The case: Holtzclaw, who first went on trial for the alleged assault of 13 women in November, is hardly the only police officer to face ramifications for sexual misconduct. In fact, hundreds of police officers have been prohibited from working in law enforcement between 2009 and 2014 for this reason, the Associated Press reported in November. But, as Mic's Zak Cheney-Rice reported in November, one horrifying detail of Holtzclaw's crimes highlights a broader problem: At least eight of the assailant's targets were low-income women of color.

Holtzclaw's targets were picked precisely because "they were black and poor," the Daily Beast's Goldie Taylor wrote Thursday. "They were picked because the perpetrator thought nobody would give a damn."

But Holtzclaw was ultimately wrong. Of 36 total charges, he was found guilty of five counts of rape and 13 counts of sexual assault, BuzzFeed reported Thursday evening, and faces life in prison when he is sentenced in late January.

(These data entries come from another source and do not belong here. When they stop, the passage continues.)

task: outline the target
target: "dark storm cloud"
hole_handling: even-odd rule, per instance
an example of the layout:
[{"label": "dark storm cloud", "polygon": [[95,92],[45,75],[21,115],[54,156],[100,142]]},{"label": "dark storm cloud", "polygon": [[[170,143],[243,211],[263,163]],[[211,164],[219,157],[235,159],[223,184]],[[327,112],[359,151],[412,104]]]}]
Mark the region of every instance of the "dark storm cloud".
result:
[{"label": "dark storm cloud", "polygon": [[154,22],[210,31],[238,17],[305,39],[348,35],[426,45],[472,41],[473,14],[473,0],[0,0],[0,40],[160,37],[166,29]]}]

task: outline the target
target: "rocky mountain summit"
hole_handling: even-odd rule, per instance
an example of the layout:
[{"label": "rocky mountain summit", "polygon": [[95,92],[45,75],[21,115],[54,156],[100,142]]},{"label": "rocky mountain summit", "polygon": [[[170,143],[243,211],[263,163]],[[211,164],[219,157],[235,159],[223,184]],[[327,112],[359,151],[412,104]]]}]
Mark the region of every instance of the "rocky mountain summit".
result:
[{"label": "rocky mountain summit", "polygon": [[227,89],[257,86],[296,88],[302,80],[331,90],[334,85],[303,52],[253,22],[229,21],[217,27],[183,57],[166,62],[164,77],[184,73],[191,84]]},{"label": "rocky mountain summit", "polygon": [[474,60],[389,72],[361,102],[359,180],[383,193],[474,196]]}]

Justice for survivors of color: While Holtzclaw's conviction is a rare but welcome exception, his actions are not. Black women experience assault at the hands of police officers at an alarming rate. Sexual misconduct was the second most common form of police misconduct reported in 2010, according to the CATO Institute's 2010 annual report. More than 600 officers were involved in sexual misconduct complaints in that period and 354 involved sexual assault or battery, according to the report.

"When we look at how police and state violence affects black women, it includes ... black women and girls being sexually assaulted, harassed and beaten by officers as well," Charlene Carruthers, national director of the Black Youth Project 100, told Mic in May.

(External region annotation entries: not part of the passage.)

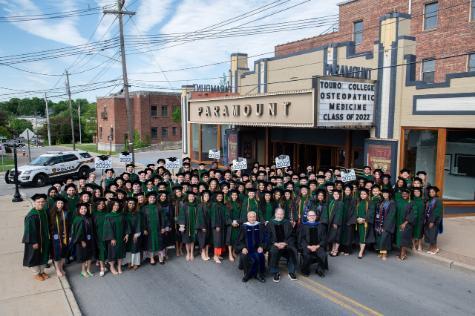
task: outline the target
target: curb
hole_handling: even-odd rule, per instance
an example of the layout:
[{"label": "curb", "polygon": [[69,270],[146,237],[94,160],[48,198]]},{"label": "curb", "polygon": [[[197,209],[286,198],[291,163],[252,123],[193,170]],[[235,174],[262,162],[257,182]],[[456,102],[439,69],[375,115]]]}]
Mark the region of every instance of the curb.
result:
[{"label": "curb", "polygon": [[418,256],[422,259],[431,261],[433,263],[436,263],[441,266],[445,266],[449,268],[450,270],[456,270],[456,271],[461,271],[465,273],[475,273],[475,266],[468,265],[462,262],[454,261],[445,257],[441,257],[438,255],[429,255],[424,252],[411,252],[413,255]]}]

The troubling reality is only compounded by the context in which black women encounter the experience. Sixty percent of black women are sexually assaulted before the age of 18, according to research conducted by the organization Black Women's Blueprint and reported by BET. Many have noted this high rate of violence is likely tied to the persistent tendency to objectify women of color's bodies and view them as hypersexual, due in no small part to a historical legacy in which black women were legally "unrapeable" in this country for decades.

Many women of color, therefore, choose not to even report their assault for fear of risking re-traumatization. It's unfortunately a reaction founded in reality: While survivors of all backgrounds rarely lie about experiencing assault, police officers fail to believe their claims and even blame them for their own assaults. 

Should women of color report their assaults anyway, they may encounter damaging dismissal of their claims in court. One study showed that juries often deem survivors of color's assaults as "less traumatic." This reality likely contributes to the reality that for every rape reported by a black woman, 15 more go unreported among the same demographic, according to For Harriet.

Hope for the future: For these reasons, and likely many more, justice is frequently all but unobtainable for survivors of color. As the Daily Beast's Taylor wrote, the survivors who first came forward in this case were originally ignored because "they weren't the kind of women who make for 'good victims' on the evening news or on the witness stand." It wasn't until one survivor in her 50s and from a different neighborhood that detectives took note of the case, Taylor wrote.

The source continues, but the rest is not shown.